Like leaving from your comfort zone in the country that we were born and face different cultures, people, languages, traditions and way of thinking.

There are so many things that I've learned as being a foreigner. Leaving from my culture, people, language, traditions and way of thinking and face a different reality. Different ones in fact.

Passing by the United States, Luxembourg, Spain and now in Germany I could learn so many things from these different countries and meeting people from other ones being travelers or foreigners made me understand other aspects as well.

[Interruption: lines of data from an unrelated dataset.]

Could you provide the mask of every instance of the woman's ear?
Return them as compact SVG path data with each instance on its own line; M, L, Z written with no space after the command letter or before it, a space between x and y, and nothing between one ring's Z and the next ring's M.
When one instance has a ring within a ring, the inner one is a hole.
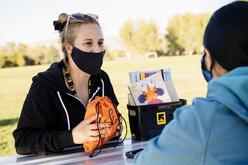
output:
M211 59L211 55L209 53L209 51L207 49L205 49L206 52L206 56L205 56L205 65L206 65L206 69L208 71L211 71L211 65L212 65L212 59Z
M65 42L63 45L64 45L64 48L65 48L66 54L71 55L73 46L68 42Z
M206 68L212 72L213 78L220 77L228 72L216 60L213 61L213 59L211 58L212 56L207 49L205 49L205 51L206 51L205 65ZM212 69L211 69L211 65L213 65Z

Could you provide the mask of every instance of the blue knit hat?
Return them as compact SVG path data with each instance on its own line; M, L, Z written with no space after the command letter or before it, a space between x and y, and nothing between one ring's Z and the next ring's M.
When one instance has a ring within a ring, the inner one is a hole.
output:
M248 2L218 9L206 27L203 44L225 69L248 66Z

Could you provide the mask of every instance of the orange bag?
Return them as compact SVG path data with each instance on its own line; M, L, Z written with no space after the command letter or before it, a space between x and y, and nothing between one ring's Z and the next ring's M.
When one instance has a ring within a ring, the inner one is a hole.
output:
M84 150L90 153L102 145L107 143L110 139L116 136L118 128L121 126L120 113L117 108L113 105L112 101L104 96L98 97L87 105L87 110L84 119L87 119L95 114L101 114L101 118L97 119L98 123L109 122L111 123L110 130L104 134L103 138L99 141L86 142L83 144ZM93 123L96 123L94 121Z

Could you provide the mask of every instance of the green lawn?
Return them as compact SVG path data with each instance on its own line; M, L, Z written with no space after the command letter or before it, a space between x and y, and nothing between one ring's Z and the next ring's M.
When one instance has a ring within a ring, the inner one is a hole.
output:
M0 69L0 156L15 153L12 132L16 128L31 79L48 66ZM206 83L200 70L200 56L105 62L103 68L109 73L120 102L119 110L126 119L128 72L167 67L172 69L172 78L180 98L187 99L190 104L195 96L205 96Z

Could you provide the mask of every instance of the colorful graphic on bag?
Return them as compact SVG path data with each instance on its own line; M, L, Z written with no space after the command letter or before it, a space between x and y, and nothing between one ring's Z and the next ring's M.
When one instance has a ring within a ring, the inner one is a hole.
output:
M160 73L130 84L129 90L136 105L171 102Z
M166 113L158 112L156 115L157 115L157 125L165 125L166 124Z

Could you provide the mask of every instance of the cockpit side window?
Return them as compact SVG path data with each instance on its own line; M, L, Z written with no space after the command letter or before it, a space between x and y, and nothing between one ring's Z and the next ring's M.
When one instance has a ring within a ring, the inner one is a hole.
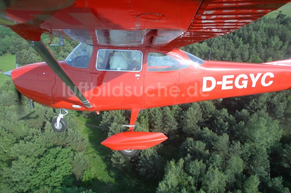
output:
M101 49L97 53L96 68L99 70L140 72L142 57L139 50Z
M93 46L80 43L65 60L70 66L87 68L93 51Z
M161 72L185 69L188 65L183 61L169 55L150 52L148 54L148 71Z

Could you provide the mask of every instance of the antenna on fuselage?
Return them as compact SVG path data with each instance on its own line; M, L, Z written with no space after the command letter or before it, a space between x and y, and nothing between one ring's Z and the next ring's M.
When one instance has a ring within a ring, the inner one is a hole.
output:
M215 40L216 40L218 36L216 36L216 37L215 38L215 39L213 41L213 43L212 43L212 45L211 45L211 47L210 48L210 51L209 52L209 59L208 60L210 60L210 55L211 54L211 49L212 49L212 47L213 46L213 44L214 44L214 42L215 42Z

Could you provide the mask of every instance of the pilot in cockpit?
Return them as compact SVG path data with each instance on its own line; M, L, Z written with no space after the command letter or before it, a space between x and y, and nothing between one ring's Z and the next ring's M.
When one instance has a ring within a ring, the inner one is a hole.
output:
M128 65L126 60L121 54L120 51L113 50L110 53L111 56L109 61L110 69L118 70L127 70Z

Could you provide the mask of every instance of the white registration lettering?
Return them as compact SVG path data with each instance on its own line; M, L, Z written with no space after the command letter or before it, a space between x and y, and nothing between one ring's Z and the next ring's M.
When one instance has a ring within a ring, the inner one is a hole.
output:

The feeling of being in other countries was different from one to another, not necessarily just because the culture was different, but also about how was my process of integration in those. How I felt part of the local society or not. It worked mainly in Spain and Germany, where locals and foreigners are part cycle of connections. Something completely different in what happened in the USA and Luxembourg, where most of my contacts were foreigners like me. There I could really feel that I wasn't from there, not being integrated in the local society, where you were people living there, but we were belong from there.  This kind of feeling of exclusion just reduce my feeling of enjoying that place as much as I could, but create a strong feeling to always explore around, not being fixed in the same place for too long. My time in the USA in Luxembourg were the time that I most traveled in my life. I can remember that in the USA, my Brazilian community was the main part of my journey, we were a family hunting for discover what was around. In Luxembourg I was spending almost every weekend somewhere else, like France and Belgium or having crazy trips to see as much as I could, once I wasn't feeling like to spend that much time in the place that I was living. It's kind of sad, but my experience in Luxembourg was really good, my first year living in Europe and exploring and experiencing all the "new" that was connecting me with people that I met and places that I visited, even not being in Luxembourg. This "Home" was the place that I always could come back after intense experiences.

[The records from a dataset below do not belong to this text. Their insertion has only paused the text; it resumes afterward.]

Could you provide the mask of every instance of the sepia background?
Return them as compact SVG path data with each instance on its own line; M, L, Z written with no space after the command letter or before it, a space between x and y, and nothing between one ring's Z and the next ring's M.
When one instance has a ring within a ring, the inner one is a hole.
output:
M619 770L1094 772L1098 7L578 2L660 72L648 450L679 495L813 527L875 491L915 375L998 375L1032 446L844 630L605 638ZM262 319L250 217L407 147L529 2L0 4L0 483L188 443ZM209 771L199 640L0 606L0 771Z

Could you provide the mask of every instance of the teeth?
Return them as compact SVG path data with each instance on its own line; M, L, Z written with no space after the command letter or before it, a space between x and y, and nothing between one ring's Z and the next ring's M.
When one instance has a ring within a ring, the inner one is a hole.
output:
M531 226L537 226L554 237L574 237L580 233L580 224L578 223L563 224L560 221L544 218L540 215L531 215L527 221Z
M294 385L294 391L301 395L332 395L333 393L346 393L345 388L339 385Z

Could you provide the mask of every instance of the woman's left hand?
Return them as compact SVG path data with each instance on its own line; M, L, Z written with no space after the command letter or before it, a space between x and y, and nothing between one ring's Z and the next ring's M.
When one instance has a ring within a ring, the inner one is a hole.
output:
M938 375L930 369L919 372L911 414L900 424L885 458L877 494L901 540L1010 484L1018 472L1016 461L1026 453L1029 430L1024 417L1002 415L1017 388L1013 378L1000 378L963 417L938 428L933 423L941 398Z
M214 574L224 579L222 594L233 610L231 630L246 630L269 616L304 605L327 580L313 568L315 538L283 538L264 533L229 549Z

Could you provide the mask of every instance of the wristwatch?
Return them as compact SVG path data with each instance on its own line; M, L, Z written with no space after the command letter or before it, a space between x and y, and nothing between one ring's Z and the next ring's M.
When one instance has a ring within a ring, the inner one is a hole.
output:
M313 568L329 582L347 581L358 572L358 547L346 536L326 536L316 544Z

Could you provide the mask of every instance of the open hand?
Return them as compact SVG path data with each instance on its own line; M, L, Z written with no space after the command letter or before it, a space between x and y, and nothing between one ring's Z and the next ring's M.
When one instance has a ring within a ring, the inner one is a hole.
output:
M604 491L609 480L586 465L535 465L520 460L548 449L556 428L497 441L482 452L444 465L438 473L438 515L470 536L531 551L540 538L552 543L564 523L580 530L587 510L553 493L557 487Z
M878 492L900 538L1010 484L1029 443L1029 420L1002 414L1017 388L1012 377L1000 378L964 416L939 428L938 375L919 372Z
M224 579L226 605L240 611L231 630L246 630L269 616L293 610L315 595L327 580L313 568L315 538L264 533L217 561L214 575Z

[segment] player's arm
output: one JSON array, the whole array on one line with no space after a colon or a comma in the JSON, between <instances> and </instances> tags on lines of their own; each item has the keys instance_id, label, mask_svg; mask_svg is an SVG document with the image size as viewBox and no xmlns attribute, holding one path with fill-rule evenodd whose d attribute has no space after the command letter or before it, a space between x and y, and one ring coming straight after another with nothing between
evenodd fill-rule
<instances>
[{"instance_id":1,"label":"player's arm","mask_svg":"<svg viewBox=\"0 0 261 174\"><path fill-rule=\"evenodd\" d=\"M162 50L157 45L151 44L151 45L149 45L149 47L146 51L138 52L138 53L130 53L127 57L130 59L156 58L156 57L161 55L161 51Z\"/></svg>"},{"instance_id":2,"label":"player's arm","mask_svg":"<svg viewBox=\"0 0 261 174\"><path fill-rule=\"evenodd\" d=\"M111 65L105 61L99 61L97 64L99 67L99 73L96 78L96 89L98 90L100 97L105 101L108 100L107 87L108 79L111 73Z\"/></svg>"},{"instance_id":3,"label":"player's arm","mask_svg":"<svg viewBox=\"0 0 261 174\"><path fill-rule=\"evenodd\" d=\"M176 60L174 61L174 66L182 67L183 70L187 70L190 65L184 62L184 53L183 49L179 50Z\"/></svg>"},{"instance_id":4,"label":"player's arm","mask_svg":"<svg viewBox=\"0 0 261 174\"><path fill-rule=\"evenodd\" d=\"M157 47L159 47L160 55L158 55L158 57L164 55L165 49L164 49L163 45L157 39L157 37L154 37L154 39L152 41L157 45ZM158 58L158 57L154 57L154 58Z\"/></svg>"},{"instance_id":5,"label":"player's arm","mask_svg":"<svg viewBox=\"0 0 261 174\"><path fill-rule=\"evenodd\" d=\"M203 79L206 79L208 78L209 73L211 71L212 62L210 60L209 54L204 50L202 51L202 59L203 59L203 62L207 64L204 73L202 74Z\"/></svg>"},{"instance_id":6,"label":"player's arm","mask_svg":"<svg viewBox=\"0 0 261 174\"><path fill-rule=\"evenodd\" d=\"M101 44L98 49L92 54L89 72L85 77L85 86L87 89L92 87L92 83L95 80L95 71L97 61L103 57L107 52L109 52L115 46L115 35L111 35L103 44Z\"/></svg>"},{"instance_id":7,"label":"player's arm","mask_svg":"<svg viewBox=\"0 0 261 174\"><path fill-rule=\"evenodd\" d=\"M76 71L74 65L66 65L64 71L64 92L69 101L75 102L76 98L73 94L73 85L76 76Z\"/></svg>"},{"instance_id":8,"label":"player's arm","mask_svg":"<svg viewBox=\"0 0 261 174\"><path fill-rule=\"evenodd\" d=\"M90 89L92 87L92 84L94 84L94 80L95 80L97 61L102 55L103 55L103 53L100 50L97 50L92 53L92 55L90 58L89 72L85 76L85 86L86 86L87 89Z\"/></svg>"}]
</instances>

Being a foreigner in Spain, made me feel like Granadino somehow, incorporating an Andalusian accent to my Spanish, loving the sun, food, life style and night life. I could feel for while that was belong from there, even being from a different culture. Here in Germany is different than in Spain. The language and the weather are the hardest aspects, but since I'm here, I'm really happy for the cycles of connections that I've made, that sometimes even having some aspects that made me feel excluded in the society, there are so many good people around me that make me feel belong from them, belong from here. In these moments the definition of foreigner disappear. In these instants I'm not a person from outside one's community any longer.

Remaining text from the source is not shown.